Huidobro, Vicente. "Ars Poetica."
Literature: Reading Fiction, Poetry, Drama, and the Essay
.
Comp. Robert DiYanni. McGraw-Hill, 1998.

What do you think defines a poet? At what point does one go from one who writes to a writer?

When I heard the learn'd astronomer

Great example of free verse poetry. It reminded of the line from F. Scott Fitzgerald's Great Gatsby, "I was within and without, simultaneously enchanted and repelled by the inexhaustible variety of life."

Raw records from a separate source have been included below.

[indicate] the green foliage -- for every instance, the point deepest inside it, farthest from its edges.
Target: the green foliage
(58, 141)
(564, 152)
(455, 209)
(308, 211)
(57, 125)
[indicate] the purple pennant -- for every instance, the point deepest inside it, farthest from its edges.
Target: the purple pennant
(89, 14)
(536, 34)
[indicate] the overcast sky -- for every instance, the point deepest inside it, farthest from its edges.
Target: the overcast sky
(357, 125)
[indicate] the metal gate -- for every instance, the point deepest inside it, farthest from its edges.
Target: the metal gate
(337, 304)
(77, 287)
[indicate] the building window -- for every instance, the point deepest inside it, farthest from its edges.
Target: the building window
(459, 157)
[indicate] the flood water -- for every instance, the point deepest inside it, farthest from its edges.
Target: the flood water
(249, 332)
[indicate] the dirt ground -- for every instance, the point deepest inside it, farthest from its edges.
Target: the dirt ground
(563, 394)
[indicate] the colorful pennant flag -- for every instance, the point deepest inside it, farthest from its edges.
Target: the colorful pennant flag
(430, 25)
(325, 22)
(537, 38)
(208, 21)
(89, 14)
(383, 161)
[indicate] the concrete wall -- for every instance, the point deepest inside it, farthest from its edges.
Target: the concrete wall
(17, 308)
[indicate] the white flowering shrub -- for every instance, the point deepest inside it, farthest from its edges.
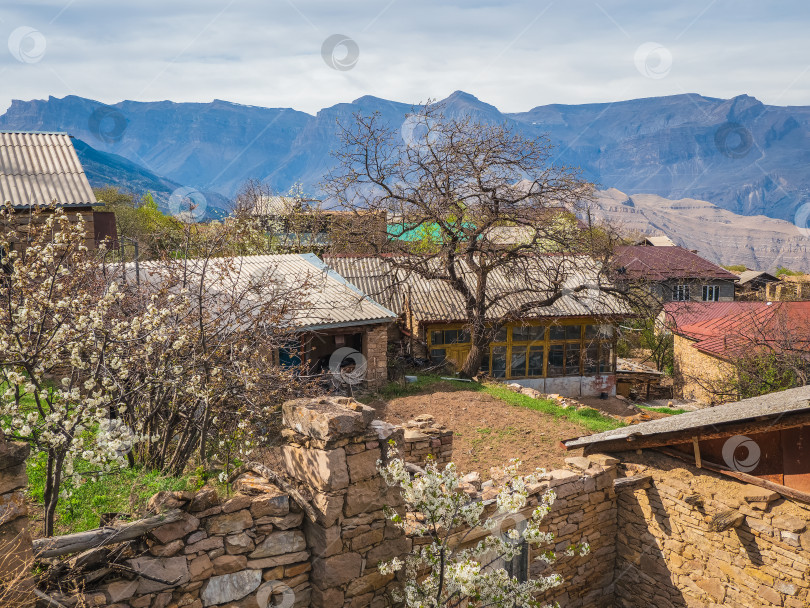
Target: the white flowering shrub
(446, 572)
(64, 349)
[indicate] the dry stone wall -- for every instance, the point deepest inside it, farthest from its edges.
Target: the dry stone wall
(16, 551)
(424, 440)
(671, 554)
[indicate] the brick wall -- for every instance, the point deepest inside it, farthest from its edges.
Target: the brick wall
(669, 556)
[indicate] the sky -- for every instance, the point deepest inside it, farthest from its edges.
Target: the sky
(309, 55)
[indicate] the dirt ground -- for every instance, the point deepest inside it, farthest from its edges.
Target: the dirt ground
(488, 432)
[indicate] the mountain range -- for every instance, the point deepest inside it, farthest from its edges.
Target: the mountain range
(737, 155)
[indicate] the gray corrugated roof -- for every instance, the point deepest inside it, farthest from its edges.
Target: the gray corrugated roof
(436, 300)
(372, 276)
(42, 168)
(330, 299)
(771, 405)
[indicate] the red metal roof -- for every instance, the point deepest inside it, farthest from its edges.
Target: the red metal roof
(727, 329)
(661, 263)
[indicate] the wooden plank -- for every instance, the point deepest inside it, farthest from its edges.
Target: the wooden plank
(756, 481)
(636, 482)
(759, 425)
(81, 541)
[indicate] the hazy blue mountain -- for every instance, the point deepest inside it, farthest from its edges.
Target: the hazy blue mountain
(738, 153)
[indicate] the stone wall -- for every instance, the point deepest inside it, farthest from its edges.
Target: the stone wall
(696, 372)
(375, 350)
(244, 552)
(424, 439)
(671, 556)
(16, 552)
(333, 449)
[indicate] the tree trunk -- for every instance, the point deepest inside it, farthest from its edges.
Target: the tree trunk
(479, 347)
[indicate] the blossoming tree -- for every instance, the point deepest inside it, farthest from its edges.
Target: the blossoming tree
(449, 572)
(63, 345)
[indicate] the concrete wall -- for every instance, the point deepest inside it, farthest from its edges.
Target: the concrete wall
(670, 557)
(571, 386)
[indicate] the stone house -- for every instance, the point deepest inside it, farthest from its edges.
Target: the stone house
(674, 274)
(710, 337)
(716, 505)
(566, 348)
(43, 169)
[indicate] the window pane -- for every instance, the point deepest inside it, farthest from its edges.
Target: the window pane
(555, 359)
(606, 357)
(499, 361)
(535, 360)
(528, 333)
(437, 355)
(572, 352)
(485, 363)
(518, 361)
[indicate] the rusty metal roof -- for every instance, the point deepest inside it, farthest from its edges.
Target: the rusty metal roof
(434, 300)
(42, 169)
(329, 300)
(765, 407)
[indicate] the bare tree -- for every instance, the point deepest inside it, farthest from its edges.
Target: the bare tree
(477, 207)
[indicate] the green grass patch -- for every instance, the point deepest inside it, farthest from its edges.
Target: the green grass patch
(590, 418)
(662, 410)
(125, 491)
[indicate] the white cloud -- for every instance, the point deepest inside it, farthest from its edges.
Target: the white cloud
(515, 55)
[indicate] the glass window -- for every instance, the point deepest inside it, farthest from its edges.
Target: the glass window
(572, 353)
(605, 357)
(591, 362)
(518, 365)
(556, 358)
(528, 333)
(680, 293)
(499, 361)
(437, 355)
(535, 361)
(711, 293)
(485, 363)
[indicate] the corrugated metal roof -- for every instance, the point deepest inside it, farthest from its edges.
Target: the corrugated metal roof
(508, 289)
(372, 275)
(331, 300)
(661, 263)
(765, 406)
(40, 169)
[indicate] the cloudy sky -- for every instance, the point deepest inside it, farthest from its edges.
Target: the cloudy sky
(312, 54)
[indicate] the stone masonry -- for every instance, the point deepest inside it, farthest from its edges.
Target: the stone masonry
(424, 439)
(16, 552)
(670, 556)
(333, 449)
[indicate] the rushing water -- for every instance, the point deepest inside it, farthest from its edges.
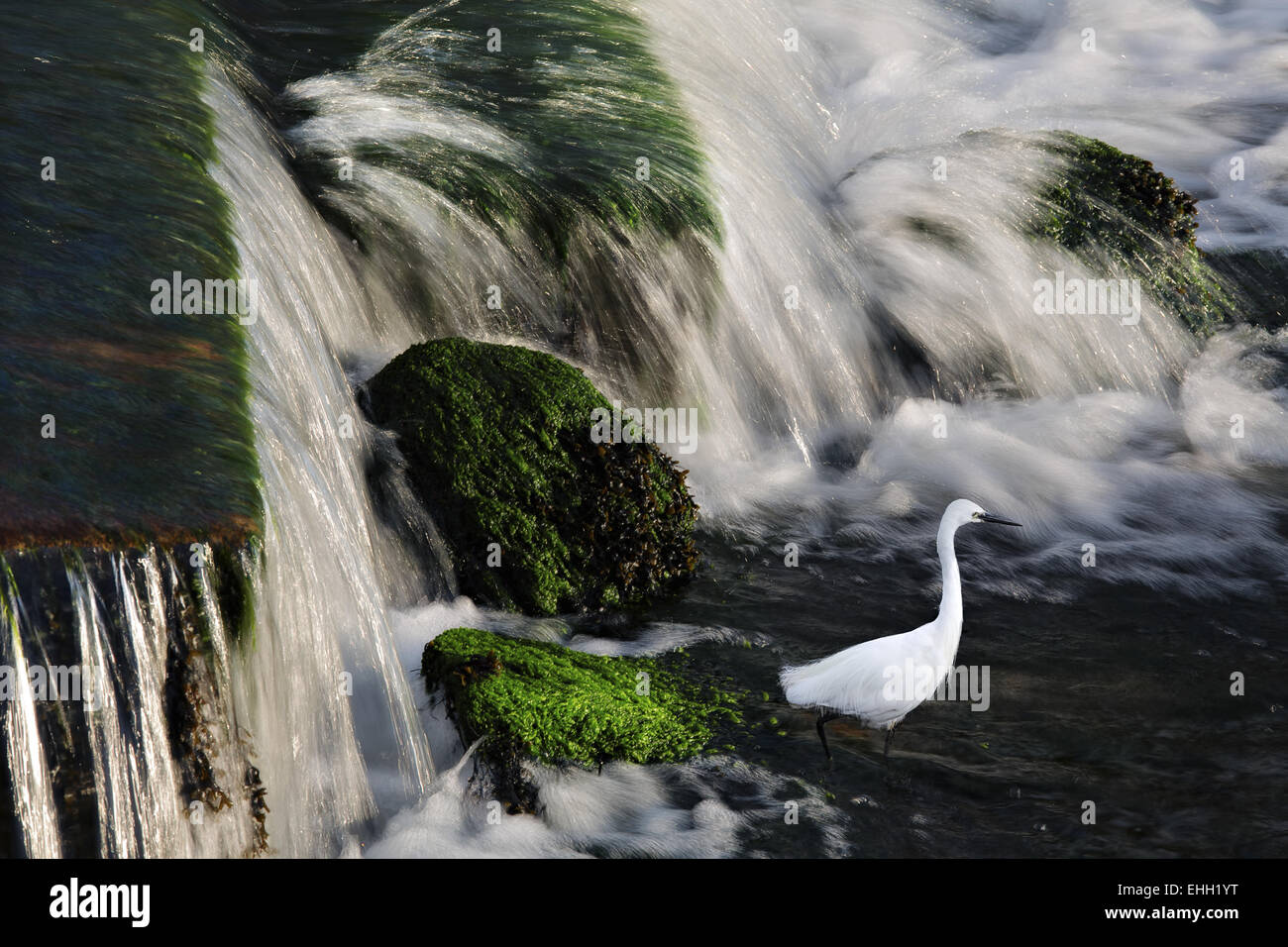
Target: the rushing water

When I heard the learn'd astronomer
Walt Whitman

When I heard the learn’d astronomer,
When the proofs, the figures, were ranged in columns before me,
When I was shown the charts and diagrams, to add, divide, and measure them,
When I sitting heard the astronomer where he lectured with much applause in the lecture-room,
How soon unaccountable I became tired and sick,
Till rising and gliding out I wander’d off by myself,
In the mystical moist night-air, and from time to time,
Look’d up in perfect silence at the stars.

Monday, March 3, 2008

Conclusion

I have come to the conclusion that this blog remains largely unread. It is likely that few will read these words, but it is personally satisfying. I first started the blog with the belief that I just might have something good and I would like some feedback. Since then, I have been humbled by the works of William Wordsworth, Maya Angelou, Gerard Manley Hopkins, Walt Whitman, Robert Herrick, and many others. I have come to the reality that my work is, though not bad, horribly mediocre. It is merely poetic paragraphs chopped up into aesthetically appealing lines. I am fine with this. I have decided then, to devote this humble blog to the sharing, illegal at that, of poetry of the great poets of the world, giving due credit to the authors and assuring accurate publications. Such poetry has changed my life, may it change yours as well.